By default, if the schema of the tables do not match when the results of a transaction are received as binary logs, the consumer will reject the change, causing the producer (that is the partition on the cluster that sent the problematic binary log) to halt replication until the schema mismatch is resolved. In the best case, there are mismatched transactions in only one direction (that is, from cluster B to cluster A). If so, once you update the schema on the stalled consumer cluster A, replication resumes and cluster B can send the subsequent transactions it had buffered.

In XDCR, while binary logs from the producer are stalled, the consumer continues to process client transactions itself and will send those transactions as binary logs to the other cluster. That is, cluster A also acts as a producer sending binary logs to cluster B as a consumer. If there are simultaneous write transactions to the same table on the two clusters while the schema do not match, a deadlock can result. Both clusters will stall due to mismatched schema and their content will have diverged. In this situation, your only option is to choose one of the clusters as the "winner" and reinitialize the other cluster and restart XDCR from scratch.

When planning schema changes you must be careful to avoid passing incompatible changes between the databases while the schema of the two or more clusters do not match.

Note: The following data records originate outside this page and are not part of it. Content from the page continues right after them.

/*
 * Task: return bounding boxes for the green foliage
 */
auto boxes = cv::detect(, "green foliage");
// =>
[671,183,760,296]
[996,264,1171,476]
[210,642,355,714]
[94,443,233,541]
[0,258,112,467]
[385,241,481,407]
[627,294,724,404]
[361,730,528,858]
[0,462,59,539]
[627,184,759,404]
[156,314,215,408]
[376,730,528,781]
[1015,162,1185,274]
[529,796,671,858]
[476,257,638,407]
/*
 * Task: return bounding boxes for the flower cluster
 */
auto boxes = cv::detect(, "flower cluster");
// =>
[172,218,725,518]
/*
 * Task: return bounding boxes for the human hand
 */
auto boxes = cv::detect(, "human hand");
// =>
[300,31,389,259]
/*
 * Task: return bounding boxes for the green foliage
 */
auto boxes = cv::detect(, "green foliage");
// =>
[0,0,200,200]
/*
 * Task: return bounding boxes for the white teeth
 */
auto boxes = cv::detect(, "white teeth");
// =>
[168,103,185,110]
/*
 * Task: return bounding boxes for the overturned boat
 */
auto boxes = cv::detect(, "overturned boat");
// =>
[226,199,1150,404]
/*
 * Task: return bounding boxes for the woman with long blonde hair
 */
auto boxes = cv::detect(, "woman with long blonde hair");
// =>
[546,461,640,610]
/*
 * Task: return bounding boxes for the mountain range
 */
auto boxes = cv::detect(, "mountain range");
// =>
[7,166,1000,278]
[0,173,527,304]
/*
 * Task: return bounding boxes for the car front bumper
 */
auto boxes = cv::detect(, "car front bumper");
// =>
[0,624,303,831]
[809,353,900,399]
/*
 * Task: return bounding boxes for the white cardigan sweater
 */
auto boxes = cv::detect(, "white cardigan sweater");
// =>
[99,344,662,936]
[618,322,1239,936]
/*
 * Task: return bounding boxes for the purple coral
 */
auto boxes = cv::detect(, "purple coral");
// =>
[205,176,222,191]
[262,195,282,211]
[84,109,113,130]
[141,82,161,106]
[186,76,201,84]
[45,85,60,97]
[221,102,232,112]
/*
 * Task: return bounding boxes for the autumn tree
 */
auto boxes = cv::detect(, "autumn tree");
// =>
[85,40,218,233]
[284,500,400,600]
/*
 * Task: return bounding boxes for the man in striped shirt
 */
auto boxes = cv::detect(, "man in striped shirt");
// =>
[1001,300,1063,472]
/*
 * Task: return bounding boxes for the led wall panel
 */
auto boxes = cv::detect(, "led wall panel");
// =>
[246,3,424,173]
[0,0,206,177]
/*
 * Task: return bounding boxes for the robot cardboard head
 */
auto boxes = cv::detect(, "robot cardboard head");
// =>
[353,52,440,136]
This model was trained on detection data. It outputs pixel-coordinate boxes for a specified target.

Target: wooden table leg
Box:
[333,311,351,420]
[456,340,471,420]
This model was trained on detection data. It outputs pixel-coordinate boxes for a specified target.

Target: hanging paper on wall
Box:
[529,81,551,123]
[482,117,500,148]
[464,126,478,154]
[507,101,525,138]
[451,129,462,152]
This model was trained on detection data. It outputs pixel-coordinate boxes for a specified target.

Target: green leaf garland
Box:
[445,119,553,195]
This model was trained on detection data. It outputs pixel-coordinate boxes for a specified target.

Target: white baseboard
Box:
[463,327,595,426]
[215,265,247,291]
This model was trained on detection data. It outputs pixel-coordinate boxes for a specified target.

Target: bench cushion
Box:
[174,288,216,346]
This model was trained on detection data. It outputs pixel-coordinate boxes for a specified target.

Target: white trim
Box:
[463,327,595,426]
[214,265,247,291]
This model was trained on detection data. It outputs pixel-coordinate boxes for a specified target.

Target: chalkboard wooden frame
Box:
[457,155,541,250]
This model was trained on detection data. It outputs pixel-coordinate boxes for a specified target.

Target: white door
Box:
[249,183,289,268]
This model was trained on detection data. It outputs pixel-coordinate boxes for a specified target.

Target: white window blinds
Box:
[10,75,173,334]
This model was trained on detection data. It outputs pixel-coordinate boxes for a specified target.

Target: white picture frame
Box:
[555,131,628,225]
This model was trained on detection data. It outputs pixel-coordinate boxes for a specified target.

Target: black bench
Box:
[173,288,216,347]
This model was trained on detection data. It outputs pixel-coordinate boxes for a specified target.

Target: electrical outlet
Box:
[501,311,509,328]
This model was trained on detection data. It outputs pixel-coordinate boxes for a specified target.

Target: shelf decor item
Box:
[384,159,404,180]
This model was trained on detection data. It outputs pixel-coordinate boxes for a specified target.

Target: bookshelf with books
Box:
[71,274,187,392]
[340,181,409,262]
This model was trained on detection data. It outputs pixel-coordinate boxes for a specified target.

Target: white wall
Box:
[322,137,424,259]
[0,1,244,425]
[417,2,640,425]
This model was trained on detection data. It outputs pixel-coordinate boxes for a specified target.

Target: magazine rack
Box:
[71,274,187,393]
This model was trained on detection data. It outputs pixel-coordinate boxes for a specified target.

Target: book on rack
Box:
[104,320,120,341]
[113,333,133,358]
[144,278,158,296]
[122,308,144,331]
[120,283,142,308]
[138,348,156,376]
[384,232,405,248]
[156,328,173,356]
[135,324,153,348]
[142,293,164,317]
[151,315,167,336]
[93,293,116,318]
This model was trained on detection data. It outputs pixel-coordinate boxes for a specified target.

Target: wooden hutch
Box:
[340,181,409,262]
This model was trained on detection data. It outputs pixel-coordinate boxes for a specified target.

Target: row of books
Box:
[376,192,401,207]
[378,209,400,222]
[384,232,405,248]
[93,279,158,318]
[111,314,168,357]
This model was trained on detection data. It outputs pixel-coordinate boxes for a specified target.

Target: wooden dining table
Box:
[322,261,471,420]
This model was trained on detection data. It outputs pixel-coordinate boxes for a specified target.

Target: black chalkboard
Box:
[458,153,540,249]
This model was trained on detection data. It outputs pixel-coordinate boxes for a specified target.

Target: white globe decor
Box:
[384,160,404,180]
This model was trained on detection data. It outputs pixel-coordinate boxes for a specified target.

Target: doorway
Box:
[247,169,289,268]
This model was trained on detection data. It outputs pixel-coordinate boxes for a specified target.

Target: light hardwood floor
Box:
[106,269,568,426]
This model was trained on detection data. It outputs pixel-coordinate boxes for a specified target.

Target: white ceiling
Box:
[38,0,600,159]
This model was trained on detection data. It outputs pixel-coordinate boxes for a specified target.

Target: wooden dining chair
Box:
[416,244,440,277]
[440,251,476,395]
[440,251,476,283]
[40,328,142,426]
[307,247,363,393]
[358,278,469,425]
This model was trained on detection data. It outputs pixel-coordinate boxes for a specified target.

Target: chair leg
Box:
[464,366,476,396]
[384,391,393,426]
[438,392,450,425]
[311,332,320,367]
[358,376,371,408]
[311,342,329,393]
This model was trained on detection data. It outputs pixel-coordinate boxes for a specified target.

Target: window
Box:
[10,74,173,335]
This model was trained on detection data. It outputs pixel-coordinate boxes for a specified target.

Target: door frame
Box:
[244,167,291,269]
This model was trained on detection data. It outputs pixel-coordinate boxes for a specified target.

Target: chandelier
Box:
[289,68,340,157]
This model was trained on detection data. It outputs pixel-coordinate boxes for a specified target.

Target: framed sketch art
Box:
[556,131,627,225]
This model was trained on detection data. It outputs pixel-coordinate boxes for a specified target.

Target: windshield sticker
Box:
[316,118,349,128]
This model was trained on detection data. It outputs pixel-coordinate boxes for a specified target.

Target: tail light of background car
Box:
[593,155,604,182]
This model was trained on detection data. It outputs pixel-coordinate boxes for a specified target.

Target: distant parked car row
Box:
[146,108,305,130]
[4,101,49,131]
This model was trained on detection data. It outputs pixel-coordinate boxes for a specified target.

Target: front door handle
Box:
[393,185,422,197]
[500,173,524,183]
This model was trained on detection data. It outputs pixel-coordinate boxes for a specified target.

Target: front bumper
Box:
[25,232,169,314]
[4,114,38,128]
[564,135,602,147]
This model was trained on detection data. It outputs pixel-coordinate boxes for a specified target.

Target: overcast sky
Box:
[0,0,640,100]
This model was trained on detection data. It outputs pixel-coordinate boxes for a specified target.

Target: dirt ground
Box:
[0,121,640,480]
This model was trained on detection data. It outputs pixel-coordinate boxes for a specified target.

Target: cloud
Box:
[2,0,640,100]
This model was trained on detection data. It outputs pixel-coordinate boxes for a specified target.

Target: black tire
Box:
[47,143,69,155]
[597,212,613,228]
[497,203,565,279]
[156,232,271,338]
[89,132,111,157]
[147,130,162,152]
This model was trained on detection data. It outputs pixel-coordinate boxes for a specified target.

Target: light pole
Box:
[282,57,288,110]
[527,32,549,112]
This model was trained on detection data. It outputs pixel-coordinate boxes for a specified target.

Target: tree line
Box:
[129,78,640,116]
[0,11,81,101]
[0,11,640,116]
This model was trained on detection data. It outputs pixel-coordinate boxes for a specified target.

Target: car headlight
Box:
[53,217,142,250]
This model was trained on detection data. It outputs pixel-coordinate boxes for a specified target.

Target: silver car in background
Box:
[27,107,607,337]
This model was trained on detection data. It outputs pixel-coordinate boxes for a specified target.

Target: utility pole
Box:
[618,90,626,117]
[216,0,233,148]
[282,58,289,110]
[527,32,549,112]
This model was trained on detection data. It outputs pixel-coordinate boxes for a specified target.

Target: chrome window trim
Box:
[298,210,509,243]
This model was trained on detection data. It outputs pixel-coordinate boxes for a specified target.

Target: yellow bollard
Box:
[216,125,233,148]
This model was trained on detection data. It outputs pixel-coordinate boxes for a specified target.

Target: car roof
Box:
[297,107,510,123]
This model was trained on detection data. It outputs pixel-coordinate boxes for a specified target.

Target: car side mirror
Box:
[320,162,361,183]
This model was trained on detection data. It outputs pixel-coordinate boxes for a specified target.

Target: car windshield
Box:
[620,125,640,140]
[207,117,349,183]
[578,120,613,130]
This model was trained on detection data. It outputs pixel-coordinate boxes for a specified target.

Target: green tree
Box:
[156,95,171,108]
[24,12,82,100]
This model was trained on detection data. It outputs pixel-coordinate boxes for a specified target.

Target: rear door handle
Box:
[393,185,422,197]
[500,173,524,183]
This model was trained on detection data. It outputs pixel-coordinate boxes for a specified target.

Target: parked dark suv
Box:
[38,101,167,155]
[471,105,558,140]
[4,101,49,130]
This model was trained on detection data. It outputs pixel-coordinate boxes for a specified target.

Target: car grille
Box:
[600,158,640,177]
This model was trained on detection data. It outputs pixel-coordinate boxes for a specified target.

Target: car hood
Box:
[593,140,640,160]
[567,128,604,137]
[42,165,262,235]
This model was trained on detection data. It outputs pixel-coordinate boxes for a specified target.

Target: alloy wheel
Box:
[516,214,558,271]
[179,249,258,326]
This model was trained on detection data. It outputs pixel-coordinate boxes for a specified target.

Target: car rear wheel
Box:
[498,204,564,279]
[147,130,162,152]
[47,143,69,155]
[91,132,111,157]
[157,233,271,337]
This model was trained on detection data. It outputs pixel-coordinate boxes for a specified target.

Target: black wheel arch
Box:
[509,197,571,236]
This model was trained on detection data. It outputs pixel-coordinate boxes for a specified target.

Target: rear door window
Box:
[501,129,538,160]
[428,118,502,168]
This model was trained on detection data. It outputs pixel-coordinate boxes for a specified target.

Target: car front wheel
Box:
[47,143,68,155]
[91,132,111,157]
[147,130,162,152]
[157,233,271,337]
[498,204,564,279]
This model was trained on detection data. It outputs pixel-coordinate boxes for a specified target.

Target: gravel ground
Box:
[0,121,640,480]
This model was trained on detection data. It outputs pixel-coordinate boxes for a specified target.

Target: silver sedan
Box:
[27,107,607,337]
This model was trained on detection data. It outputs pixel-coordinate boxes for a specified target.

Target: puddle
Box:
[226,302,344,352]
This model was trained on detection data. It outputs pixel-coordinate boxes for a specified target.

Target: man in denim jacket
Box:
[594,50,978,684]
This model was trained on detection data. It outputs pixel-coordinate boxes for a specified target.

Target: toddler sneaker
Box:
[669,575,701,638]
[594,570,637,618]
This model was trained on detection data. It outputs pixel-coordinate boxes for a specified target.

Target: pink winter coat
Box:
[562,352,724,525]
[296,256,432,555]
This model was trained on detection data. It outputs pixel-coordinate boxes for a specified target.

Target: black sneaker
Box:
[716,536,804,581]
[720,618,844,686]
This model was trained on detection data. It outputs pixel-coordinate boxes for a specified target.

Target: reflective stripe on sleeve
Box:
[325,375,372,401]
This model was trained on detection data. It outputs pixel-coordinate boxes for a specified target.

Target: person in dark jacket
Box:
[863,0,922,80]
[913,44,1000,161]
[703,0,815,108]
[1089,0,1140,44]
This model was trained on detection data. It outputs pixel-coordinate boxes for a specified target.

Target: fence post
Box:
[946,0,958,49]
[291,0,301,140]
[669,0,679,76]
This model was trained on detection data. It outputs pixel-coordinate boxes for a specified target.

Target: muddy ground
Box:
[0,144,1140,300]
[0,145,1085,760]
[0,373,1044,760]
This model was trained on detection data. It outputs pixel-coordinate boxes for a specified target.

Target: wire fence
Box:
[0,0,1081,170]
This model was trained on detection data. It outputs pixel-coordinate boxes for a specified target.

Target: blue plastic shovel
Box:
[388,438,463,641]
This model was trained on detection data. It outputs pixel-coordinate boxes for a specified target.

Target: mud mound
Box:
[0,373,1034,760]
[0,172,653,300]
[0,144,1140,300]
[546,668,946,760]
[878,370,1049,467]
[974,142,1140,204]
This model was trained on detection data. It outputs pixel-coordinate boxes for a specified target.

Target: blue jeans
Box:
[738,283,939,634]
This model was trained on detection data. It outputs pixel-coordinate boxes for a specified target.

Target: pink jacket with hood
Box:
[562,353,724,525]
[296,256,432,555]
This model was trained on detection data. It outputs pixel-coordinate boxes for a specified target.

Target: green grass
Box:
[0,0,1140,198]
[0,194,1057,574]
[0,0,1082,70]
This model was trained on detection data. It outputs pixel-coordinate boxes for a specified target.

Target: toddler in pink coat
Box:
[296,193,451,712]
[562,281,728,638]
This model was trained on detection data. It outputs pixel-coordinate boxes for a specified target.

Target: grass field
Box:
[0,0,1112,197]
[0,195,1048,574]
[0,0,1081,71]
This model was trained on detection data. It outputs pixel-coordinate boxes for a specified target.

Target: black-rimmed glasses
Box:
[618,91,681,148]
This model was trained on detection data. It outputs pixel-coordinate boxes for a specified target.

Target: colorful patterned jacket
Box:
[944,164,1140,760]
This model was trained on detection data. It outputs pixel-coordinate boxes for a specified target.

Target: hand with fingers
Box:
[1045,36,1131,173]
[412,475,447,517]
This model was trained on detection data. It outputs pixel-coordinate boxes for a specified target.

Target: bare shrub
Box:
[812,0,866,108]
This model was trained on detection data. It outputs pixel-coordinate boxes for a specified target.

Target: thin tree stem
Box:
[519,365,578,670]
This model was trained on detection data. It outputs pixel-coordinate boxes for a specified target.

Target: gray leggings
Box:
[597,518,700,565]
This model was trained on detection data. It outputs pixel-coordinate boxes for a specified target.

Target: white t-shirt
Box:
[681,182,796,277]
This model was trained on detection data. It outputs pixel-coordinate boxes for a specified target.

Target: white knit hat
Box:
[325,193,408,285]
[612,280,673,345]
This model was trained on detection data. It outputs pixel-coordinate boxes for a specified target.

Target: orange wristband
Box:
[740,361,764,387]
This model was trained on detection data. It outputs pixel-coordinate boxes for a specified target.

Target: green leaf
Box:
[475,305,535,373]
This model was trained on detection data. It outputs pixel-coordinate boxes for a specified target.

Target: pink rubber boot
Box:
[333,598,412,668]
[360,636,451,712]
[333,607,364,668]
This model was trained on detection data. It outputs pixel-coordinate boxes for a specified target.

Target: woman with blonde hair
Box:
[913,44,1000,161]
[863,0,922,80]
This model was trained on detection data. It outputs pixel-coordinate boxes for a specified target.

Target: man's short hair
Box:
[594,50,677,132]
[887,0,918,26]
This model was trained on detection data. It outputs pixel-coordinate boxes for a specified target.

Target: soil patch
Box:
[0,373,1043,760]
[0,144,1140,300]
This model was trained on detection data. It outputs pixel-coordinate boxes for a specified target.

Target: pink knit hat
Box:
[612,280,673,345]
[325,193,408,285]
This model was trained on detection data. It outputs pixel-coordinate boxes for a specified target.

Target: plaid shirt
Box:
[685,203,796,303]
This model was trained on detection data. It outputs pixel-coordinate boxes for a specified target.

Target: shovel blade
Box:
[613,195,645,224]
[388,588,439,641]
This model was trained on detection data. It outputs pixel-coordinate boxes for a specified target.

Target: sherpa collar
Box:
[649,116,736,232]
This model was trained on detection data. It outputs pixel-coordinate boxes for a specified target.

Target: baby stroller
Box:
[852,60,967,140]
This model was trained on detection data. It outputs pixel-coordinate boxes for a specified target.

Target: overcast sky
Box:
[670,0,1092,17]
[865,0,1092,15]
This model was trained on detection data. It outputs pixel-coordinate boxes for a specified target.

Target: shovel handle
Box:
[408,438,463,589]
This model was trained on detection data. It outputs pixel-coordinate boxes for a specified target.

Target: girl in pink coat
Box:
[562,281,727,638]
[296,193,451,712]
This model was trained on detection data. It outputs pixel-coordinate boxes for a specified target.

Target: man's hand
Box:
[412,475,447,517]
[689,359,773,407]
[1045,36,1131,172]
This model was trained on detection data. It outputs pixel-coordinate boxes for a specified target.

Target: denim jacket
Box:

There are three alternatives that allow you to update the schema while the database is running:

Pause the databases to safely modify the schema while transactions are paused
Carefully add or remove tables without pausing
Use dynamic schema change to add, remove, or modify columns in a table without pausing

The following sections describe each of these approaches.

12.3.1. Safely Updating the Schema While the Clusters are Paused

The safest process for changing the schema for DR tables is to:

Pause and drain the outstanding DR binary logs on all clusters using the voltadmin pause --wait command
Update the schema for the DR tables on all clusters
Resume all clusters using the voltadmin resume command

This process ensures that no transactions are processed until the schema on the clusters are updated and in sync. However, this process also means that there are no client transactions processed during the update. So this is the safest approach, but also has the largest negative impact on ongoing transactions.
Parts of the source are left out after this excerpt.